Regular Expression Matching hard

Problem Statement

Given an input string s and a pattern p, implement regular expression matching with support for '.' and '*'.

  • '.' Matches any single character.
  • '*' Matches zero or more of the preceding element.

The matching should cover the entire input string (not partial).

Example 1

Input: s = "aa", p = "a*" Output: true Explanation: '*' means zero or more 'a's, so "aa" matches "a*".

Example 2

Input: s = "aab", p = "c*a*b" Output: true Explanation: c* matches 0 occurrences of 'c', 'a*' matches 2 occurrences of 'a', and 'b' matches 'b'.

Steps and Explanation

This problem can be efficiently solved using Dynamic Programming.
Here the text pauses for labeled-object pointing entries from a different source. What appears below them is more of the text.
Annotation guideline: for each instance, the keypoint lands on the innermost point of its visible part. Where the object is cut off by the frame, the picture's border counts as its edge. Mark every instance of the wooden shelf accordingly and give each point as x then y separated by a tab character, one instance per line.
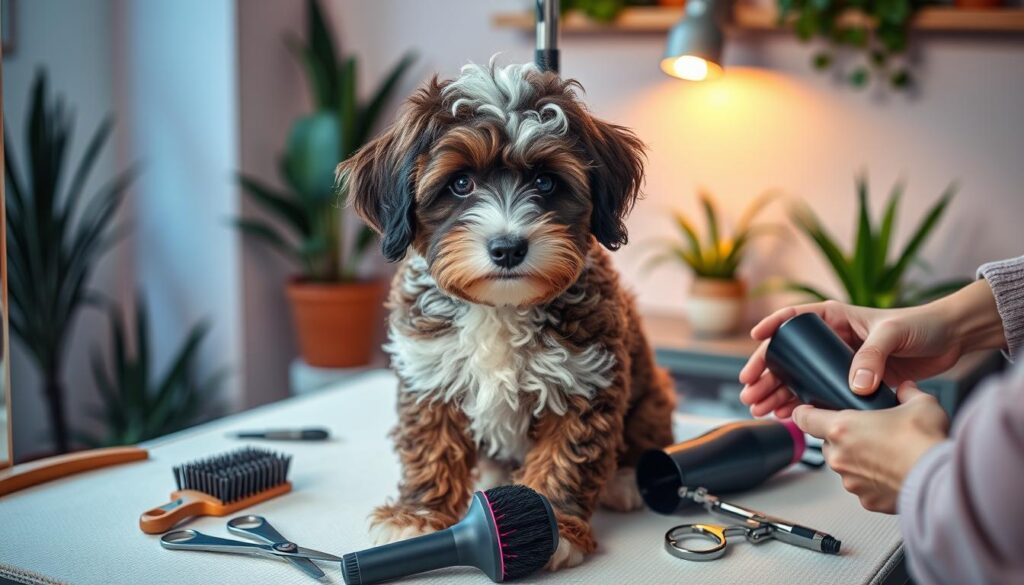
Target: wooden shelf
653	19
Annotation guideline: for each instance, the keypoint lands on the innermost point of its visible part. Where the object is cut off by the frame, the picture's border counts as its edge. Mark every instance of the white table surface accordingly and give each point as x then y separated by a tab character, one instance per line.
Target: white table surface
84	529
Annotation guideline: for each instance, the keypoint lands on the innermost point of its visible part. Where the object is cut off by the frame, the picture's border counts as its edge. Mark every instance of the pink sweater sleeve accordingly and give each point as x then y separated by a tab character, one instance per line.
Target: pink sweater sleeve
961	508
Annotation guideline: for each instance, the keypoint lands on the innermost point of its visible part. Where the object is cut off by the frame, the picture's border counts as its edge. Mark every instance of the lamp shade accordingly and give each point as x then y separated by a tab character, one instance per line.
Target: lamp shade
694	48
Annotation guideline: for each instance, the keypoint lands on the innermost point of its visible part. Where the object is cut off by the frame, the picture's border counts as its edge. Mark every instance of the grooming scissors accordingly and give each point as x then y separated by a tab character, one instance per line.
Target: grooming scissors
756	528
255	528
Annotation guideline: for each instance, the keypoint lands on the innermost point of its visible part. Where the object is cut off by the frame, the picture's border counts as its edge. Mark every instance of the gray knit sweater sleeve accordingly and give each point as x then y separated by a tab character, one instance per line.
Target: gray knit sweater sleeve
1007	280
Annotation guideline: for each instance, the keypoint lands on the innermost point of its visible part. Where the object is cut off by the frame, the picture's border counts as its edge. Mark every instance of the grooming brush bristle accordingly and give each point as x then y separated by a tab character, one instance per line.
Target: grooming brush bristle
526	528
231	476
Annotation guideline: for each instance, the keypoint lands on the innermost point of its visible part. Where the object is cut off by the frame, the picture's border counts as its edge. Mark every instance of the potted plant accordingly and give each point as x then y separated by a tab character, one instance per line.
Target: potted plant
337	314
137	406
866	274
55	237
715	305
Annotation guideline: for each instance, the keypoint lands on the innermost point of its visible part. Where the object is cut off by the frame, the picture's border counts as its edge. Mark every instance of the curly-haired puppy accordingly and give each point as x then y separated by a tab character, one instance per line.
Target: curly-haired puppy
520	356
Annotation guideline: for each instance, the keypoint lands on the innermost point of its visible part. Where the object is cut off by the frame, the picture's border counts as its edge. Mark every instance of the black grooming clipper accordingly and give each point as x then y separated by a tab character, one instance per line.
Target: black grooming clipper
807	356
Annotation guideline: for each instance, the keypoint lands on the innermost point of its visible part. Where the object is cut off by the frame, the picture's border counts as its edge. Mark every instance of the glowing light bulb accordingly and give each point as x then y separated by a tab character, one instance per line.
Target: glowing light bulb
690	68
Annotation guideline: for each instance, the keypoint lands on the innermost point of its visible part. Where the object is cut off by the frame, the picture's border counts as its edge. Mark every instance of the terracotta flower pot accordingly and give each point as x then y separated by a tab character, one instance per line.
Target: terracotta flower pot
715	306
338	325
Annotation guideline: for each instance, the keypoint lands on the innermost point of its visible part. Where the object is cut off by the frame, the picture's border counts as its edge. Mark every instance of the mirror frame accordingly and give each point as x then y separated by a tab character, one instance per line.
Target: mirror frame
6	459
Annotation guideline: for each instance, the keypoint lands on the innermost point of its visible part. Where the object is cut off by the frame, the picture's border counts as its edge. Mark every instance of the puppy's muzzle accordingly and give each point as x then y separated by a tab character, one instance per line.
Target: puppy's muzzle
508	251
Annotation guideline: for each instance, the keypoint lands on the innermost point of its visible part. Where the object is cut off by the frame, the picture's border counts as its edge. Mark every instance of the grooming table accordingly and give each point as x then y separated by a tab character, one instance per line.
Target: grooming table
84	529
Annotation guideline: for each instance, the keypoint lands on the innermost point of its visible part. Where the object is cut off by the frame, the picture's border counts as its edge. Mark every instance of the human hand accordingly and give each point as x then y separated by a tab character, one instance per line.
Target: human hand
873	451
890	345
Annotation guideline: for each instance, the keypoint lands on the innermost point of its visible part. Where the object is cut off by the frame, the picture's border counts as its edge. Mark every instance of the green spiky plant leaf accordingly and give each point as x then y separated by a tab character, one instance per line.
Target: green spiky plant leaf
875	30
867	275
716	255
138	404
55	237
309	213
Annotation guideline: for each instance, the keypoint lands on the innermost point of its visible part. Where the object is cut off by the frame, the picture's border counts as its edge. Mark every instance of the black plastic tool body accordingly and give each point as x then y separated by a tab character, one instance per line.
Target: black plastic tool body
807	356
732	457
472	542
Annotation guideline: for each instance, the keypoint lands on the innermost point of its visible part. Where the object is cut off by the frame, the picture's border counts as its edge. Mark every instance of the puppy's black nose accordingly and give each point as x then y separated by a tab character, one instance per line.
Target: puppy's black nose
508	251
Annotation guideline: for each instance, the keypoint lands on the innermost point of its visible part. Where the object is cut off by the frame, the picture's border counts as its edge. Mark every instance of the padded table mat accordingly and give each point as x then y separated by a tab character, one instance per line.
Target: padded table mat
84	529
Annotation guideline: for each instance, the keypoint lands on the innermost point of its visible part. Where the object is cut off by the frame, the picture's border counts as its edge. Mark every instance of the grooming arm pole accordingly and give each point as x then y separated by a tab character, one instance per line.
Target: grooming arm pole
546	55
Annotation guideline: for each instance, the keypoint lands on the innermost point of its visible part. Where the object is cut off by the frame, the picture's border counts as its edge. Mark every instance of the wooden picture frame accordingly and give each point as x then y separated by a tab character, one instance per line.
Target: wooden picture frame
7	19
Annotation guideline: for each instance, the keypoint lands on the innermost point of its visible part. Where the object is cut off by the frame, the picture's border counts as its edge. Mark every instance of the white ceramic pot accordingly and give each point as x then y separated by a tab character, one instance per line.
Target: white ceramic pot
715	306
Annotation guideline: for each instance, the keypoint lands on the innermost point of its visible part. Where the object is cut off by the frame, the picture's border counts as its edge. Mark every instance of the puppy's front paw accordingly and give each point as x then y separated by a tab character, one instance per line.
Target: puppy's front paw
394	523
566	555
621	493
574	542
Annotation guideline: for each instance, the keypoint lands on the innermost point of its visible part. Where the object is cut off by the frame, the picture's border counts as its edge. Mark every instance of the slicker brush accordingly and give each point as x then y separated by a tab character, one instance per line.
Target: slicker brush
508	533
220	485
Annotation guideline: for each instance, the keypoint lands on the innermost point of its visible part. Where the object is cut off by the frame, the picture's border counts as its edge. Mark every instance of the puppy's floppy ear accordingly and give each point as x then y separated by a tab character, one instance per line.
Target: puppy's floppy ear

We create a DP table dp where dp[i][j] represents whether the first i characters of s match the first j characters of p.

The base cases are:

  • dp[0][0] = true (empty string matches empty pattern)
  • dp[i][0] = false for i > 0 (non-empty string cannot match empty pattern)
  • dp[0][j] = dp[0][j-2] if p[j-1] == '*' (empty string can match pattern ending with * if the preceding character also matches zero times)

The recursive relation is:

  • If p[j-1] is not '*':
    • If s[i-1] == p[j-1] or p[j-1] == '.', dp[i][j] = dp[i-1][j-1] (Match single characters)
    • Otherwise, dp[i][j] = false (Mismatch)
  • If p[j-1] is '*':
    • dp[i][j] = dp[i][j-2] (Match zero occurrences of the preceding element)
    • If s[i-1] == p[j-2] or p[j-2] == '.', dp[i][j] = dp[i][j] || dp[i-1][j] (Match one or more occurrences)

Code (C#)

public class Solution {
    public bool IsMatch(string s, string p) {
        int m = s.Length;
        int n = p.Length;
        bool[,] dp = new bool[m + 1, n + 1];
        dp[0, 0] = true;

        for (int j = 1; j <= n; j++) {
            if (p[j - 1] == '*') {
                dp[0, j] = dp[0, j - 2];
            }
        }

        for (int i = 1; i <= m; i++) {
            for (int j = 1; j <= n; j++) {
                if (p[j - 1] == '*') {
                    dp[i, j] = dp[i, j - 2];
                    if (s[i - 1] == p[j - 2] || p[j - 2] == '.') {
                        dp[i, j] = dp[i, j] || dp[i - 1, j];
                    }
                } else if (s[i - 1] == p[j - 1] || p[j - 1] == '.') {
                    dp[i, j] = dp[i - 1, j - 1];
                }
            }
        }

        return dp[m, n];
    }
}

Complexity

  • Time Complexity: O(mn), where 'm' is the length of string 's' and 'n' is the length of pattern 'p'. This is due to the nested loops iterating through the DP table.
  • Space Complexity: O(mn), due to the DP table. While we could optimize the space to O(n) by using only two rows of the DP table, this solution maintains readability and clarity.